Ma was one of those on the first luxury world tour organized by the country’s largest online travel agency, Ctrip. com, in 2010. He has been to more than 100 cities in about 50 countries and regions, and traveled a total of 400,000 kilometers, he says.
“Traveling is not just going abroad to see the world. It’s also an opportunity to relax and change. It helps you see things from a different perspective.”
Wang Chunfeng, vice-president of Beijing Utour International Travel Service Co Ltd, says the first significant milestone for the country’s outbound tourism was when the National Bureau of Statistics first published figures on the subject in 2000. That year more than 10.47 million outbound trips were made. Before then official statistics related only to inbound tourism and domestic travel.
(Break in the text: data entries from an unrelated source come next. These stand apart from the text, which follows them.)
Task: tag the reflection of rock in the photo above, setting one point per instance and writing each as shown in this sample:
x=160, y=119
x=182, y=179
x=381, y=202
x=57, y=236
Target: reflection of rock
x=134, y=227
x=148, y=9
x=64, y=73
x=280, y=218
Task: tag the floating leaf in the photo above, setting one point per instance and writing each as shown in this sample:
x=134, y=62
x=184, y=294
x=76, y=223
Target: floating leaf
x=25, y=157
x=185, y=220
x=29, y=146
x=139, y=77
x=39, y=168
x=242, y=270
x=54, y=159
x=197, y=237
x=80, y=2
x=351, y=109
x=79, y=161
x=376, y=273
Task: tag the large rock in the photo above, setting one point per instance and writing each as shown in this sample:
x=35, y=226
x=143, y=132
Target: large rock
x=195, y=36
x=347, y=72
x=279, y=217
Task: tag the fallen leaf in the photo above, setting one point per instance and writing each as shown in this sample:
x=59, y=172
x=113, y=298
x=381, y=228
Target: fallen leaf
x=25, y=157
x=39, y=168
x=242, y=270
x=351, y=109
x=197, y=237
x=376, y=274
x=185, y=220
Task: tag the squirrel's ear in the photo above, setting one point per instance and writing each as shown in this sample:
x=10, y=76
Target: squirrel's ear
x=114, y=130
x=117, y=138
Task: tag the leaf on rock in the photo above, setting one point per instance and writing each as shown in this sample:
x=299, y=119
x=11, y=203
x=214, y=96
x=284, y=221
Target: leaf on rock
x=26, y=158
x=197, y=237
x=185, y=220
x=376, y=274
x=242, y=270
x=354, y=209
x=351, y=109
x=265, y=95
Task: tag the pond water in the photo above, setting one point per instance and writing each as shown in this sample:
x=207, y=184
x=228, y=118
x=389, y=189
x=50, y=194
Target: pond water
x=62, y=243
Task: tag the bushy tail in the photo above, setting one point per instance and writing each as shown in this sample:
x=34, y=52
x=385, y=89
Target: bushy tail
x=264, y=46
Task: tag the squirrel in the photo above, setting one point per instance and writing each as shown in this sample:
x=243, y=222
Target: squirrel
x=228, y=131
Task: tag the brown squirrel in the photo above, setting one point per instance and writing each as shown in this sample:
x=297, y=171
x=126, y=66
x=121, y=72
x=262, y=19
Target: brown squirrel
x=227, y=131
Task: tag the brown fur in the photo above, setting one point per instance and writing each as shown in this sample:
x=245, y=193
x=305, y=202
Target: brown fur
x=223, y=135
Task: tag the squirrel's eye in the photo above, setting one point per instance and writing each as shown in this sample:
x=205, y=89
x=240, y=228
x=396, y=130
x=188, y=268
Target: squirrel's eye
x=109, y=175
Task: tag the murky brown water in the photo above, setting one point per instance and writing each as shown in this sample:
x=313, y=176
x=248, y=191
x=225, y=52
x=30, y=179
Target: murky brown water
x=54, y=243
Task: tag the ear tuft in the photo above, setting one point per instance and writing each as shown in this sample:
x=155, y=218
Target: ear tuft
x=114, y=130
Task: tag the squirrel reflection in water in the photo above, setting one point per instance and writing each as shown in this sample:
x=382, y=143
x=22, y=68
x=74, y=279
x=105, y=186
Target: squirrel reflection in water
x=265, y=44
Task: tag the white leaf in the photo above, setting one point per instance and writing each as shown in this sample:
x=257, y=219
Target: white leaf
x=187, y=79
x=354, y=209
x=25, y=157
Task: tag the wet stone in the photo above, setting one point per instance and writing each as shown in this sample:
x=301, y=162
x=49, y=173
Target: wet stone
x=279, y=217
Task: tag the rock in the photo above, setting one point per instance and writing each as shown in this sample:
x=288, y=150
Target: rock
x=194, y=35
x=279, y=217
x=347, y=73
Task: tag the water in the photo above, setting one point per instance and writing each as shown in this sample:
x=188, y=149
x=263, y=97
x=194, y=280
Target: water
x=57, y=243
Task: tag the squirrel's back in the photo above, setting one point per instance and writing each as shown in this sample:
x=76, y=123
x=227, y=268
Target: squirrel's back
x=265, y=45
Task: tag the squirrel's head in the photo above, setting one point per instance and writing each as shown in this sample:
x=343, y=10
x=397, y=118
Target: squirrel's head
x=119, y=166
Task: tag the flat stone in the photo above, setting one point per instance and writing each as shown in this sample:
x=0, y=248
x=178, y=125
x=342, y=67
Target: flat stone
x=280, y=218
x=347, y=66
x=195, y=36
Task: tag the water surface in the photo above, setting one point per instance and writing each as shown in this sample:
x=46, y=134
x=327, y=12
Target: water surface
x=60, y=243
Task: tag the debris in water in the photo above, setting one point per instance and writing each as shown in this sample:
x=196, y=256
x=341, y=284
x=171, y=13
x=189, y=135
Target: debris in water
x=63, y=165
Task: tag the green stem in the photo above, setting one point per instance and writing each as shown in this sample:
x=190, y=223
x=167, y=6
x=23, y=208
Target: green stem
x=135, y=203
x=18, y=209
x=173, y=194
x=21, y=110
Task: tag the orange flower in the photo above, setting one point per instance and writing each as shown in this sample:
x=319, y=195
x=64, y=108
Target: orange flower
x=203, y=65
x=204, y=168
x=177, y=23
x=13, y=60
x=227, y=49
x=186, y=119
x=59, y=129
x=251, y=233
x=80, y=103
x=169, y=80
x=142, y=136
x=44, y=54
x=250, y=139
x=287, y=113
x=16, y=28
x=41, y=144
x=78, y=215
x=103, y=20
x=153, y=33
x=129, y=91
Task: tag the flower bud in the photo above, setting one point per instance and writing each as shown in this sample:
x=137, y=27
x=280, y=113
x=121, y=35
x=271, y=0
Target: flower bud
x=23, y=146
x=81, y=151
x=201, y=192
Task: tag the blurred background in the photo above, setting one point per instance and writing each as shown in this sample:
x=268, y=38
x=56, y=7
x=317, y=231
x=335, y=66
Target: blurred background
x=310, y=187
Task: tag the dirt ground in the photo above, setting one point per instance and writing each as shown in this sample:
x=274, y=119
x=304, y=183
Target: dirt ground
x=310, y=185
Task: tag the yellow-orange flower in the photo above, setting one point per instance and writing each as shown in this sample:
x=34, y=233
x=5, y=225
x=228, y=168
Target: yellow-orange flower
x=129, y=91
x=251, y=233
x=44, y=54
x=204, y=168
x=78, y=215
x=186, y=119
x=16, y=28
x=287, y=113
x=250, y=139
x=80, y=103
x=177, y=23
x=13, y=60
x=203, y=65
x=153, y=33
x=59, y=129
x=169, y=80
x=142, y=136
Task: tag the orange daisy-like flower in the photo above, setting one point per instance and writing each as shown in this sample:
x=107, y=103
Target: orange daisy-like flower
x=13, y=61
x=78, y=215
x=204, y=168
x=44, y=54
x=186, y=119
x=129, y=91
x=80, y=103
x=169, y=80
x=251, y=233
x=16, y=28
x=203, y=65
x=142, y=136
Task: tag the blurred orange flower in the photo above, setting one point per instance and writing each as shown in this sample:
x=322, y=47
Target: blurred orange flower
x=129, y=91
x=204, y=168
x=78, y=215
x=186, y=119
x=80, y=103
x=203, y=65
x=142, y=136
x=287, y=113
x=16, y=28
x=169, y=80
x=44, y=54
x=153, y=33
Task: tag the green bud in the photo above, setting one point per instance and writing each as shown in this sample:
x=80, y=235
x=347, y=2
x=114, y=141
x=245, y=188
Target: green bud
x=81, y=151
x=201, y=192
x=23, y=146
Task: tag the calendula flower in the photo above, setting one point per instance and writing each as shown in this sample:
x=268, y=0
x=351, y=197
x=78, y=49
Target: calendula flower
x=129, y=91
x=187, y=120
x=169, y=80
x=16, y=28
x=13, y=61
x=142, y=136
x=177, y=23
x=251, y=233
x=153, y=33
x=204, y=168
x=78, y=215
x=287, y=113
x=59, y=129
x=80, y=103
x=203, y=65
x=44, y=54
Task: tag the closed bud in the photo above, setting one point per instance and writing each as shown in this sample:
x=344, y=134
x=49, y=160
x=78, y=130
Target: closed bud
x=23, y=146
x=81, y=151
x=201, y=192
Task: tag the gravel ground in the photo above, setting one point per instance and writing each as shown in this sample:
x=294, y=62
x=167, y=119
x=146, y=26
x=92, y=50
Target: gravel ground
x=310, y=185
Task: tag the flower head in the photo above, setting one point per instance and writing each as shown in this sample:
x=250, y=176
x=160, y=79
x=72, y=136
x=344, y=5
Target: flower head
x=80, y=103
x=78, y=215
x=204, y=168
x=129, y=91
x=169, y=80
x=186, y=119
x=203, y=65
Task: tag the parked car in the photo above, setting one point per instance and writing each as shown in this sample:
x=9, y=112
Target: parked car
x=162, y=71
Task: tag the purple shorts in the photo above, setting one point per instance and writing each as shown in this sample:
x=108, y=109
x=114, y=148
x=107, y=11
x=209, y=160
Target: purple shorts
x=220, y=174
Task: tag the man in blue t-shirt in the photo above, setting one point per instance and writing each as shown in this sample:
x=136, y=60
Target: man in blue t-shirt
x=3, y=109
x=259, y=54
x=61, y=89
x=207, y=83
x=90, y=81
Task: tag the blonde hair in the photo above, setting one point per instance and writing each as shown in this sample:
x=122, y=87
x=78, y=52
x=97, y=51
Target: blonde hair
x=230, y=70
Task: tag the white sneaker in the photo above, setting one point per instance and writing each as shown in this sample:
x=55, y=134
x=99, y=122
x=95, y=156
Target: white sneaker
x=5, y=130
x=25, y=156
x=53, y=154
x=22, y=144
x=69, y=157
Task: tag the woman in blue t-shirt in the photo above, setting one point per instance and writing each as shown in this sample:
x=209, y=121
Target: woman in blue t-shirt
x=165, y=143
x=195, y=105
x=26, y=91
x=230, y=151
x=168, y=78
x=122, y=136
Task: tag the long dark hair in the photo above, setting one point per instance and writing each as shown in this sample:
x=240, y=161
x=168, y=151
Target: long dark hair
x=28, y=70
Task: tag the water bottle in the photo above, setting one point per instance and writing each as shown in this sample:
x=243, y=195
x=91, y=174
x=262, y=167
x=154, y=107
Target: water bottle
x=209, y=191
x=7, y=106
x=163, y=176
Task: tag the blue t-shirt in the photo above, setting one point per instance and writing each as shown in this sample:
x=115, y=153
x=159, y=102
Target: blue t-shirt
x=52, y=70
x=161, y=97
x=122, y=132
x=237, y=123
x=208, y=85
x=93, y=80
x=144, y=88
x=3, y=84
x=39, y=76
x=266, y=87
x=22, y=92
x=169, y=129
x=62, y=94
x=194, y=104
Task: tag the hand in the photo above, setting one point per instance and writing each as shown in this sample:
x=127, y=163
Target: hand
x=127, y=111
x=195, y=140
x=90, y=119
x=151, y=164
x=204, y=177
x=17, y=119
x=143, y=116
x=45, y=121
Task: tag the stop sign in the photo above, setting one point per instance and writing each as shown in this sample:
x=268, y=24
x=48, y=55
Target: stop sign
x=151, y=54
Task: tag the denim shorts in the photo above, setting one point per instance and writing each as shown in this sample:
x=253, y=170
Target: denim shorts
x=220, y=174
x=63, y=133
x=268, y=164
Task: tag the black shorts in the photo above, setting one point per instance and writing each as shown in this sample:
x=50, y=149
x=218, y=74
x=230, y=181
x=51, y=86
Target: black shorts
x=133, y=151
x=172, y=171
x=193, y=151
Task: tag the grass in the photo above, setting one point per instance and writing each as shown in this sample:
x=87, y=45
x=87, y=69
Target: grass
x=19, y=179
From 2001 to 2015, Wang says, China’s outbound tourism market grew by more than 18 percent a year, and it is projected to reach 600 million in total in the next five years.
Change is also reflected in the reasons people give for going abroad.
“In the early days most outbound travel was related to business or work,” Wang says. “Now more than 90 percent of it is for leisure.”
Thanks to rising demand for individual travel and more specialized and even personalized tour products, the ease of booking flights and accommodation on the internet and of obtaining visas, as well as the increase in flight destinations throughout the world, even from smaller Chinese cities, physical travel agencies have been in sharp decline, Wang says. Last year less than a third of travel bookings made in China were made in a brick-and-mortar travel agency.
As recently as five years ago, for many people outbound traveling was still a dream, Wang says, but that has changed.
Jiang Yiyi, director of the China Tourism Academy’s International Tourism Development Institute, says China’s outbound tourism market is likely to grow rapidly this year, with the number of outbound tourists projected to surpass 130 million, 10 percent more than last year.
Developed economies are paying more attention to the role of inbound tourism in boosting local economies and employment. So neighboring, medium-distance and long-distance destinations will continue to compete for Chinese tourists, she said, thanks to relaxed visa policies and improved Chineselanguage services that many countries have introduced in recent years.
More outbound tourists are likely to emerge from China’s central and western regions, especially from second- or third-tier cities and rural areas, she says.
The Ministry of Transport forecasts that the country will have 42 high-speed railway lines operating by the end of this year, stretching a total of 20,000 kilometers. The rapid development of high-speed rail gives people from once-isolated areas easy access to large cities, which will greatly broaden the source of outbound Chinese tourists.
Urbanization will also continue to power growth in tourism consumption. Figures from the National Bureau of Statistics suggest 58 percent of the country’s population will live in cities by the end of this year. Mid-sized and small cities and rural areas are already warming to the outbound tourism market.